As many do... I have a line of Unique food products I wish to market.
I need a quality eyecatching Logo and label design.
I am personally not inspired... at this time ( DS passed recently), But, I really need to move forward with my new business.

I was laid off after 25 years... 18 mo ago.... Therefore, time is litterly money.
There seems to be a lot of talent on this forum... and I need help.
So, Please, if you can do graphic design... or know of someone... who would be reasonable... I'd appreciate it so very much.
Gratefully,TDD


----------



## chickenista (Mar 24, 2007)

I do!! I know of someone and she is fantastic!!!
And very affordable..
here are my logos..
my main one..









and my secondary one..










I am going to have her do a third soon that has to do with the Kitchens at The Hennery.

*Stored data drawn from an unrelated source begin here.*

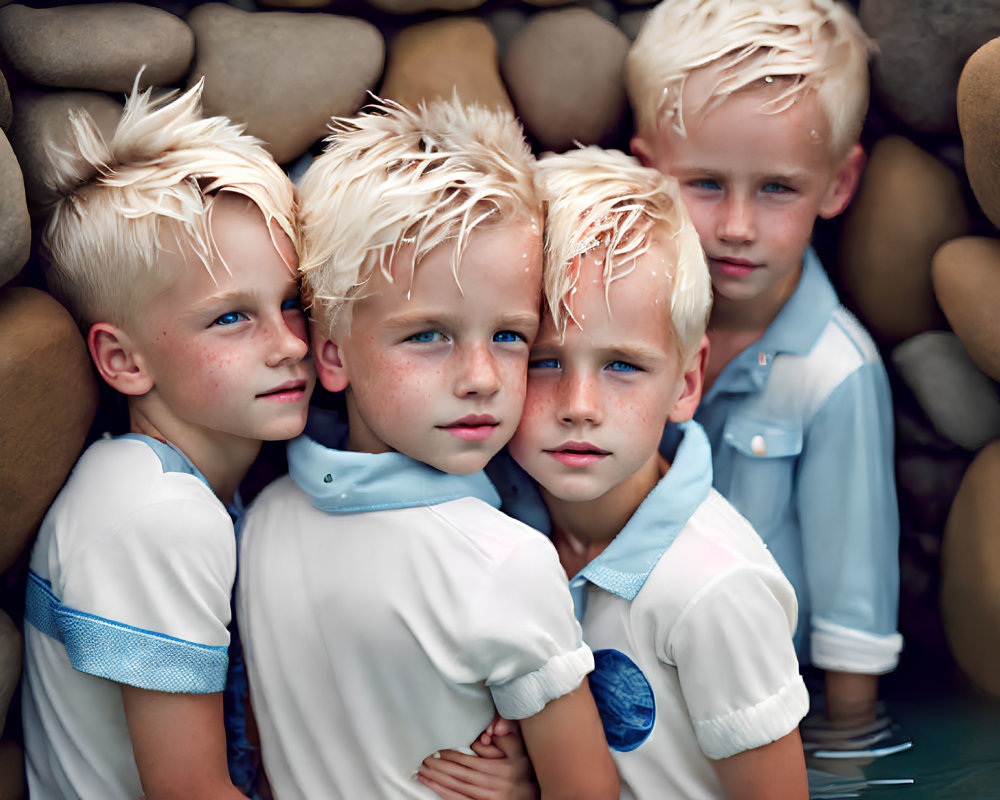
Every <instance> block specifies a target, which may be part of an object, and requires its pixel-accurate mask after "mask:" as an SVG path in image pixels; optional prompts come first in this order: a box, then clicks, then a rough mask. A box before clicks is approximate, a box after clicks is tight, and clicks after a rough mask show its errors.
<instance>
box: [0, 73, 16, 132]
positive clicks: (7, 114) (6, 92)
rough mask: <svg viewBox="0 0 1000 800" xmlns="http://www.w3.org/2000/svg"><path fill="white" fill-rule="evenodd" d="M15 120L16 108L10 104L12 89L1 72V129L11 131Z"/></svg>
mask: <svg viewBox="0 0 1000 800" xmlns="http://www.w3.org/2000/svg"><path fill="white" fill-rule="evenodd" d="M13 120H14V108H13V106H11V104H10V89H8V88H7V79H6V78H5V77H4V76H3V73H2V72H0V130H5V131H9V130H10V123H11V122H12V121H13Z"/></svg>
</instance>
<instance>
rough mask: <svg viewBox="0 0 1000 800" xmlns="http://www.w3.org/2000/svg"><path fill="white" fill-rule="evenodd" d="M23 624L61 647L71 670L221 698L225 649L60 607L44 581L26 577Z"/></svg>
mask: <svg viewBox="0 0 1000 800" xmlns="http://www.w3.org/2000/svg"><path fill="white" fill-rule="evenodd" d="M25 618H26V619H27V620H28V622H30V623H31V624H32V625H33V626H34V627H36V628H37V629H38V630H39V631H41V632H42V633H44V634H46V635H47V636H50V637H52V638H53V639H56V640H57V641H60V642H62V643H63V645H64V646H65V647H66V653H67V655H68V656H69V660H70V663H71V664H72V665H73V668H74V669H77V670H79V671H80V672H85V673H87V674H89V675H95V676H97V677H99V678H107V679H108V680H112V681H115V682H116V683H124V684H127V685H128V686H135V687H137V688H139V689H154V690H156V691H159V692H183V693H185V694H210V693H213V692H221V691H222V689H223V688H224V687H225V684H226V669H227V667H228V664H229V656H228V648H227V647H225V646H216V645H204V644H198V643H196V642H189V641H185V640H184V639H177V638H175V637H173V636H167V635H165V634H162V633H156V632H155V631H147V630H143V629H141V628H134V627H132V626H131V625H125V624H123V623H121V622H115V621H114V620H109V619H104V618H103V617H96V616H94V615H92V614H87V613H84V612H82V611H77V610H75V609H72V608H67V607H66V606H64V605H63V604H62V603H61V602H60V600H59V598H57V597H56V596H55V594H54V593H53V592H52V586H51V584H50V583H49V581H47V580H45V579H44V578H42V577H41V576H40V575H38V574H37V573H36V572H33V571H31V570H29V572H28V589H27V597H26V611H25Z"/></svg>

My logo is $40 and she will give you many ideas and choices to choose from.
Her email addy is [email protected] and she has no problem with me handing it out.
She is a homesteader-y gal with ducks and chickens etc..!!


----------



## Texasdirtdigger (Jan 17, 2010)

Chickenista...........OH!! Thank you!!:goodjob:


----------



## Texasdirtdigger (Jan 17, 2010)

Sent her a message... I really love your designs.
MANY, MANY THANKS!!


----------



## chickenista (Mar 24, 2007)

Oh yeah!!
I am so glad.
I really like her work and am glad to support her in anyway that I can!


----------



## chickenista (Mar 24, 2007)

http://www.facebook.com/group.php?gid=122966004403161

here is her FB page. If you look in photos you can see her work!


----------



## Texasdirtdigger (Jan 17, 2010)

WOW!! She' is good.


----------



## twospirit (May 25, 2010)

I do graphics and logo work as well & have been doing it off and on for about 15 years now.

Michael


----------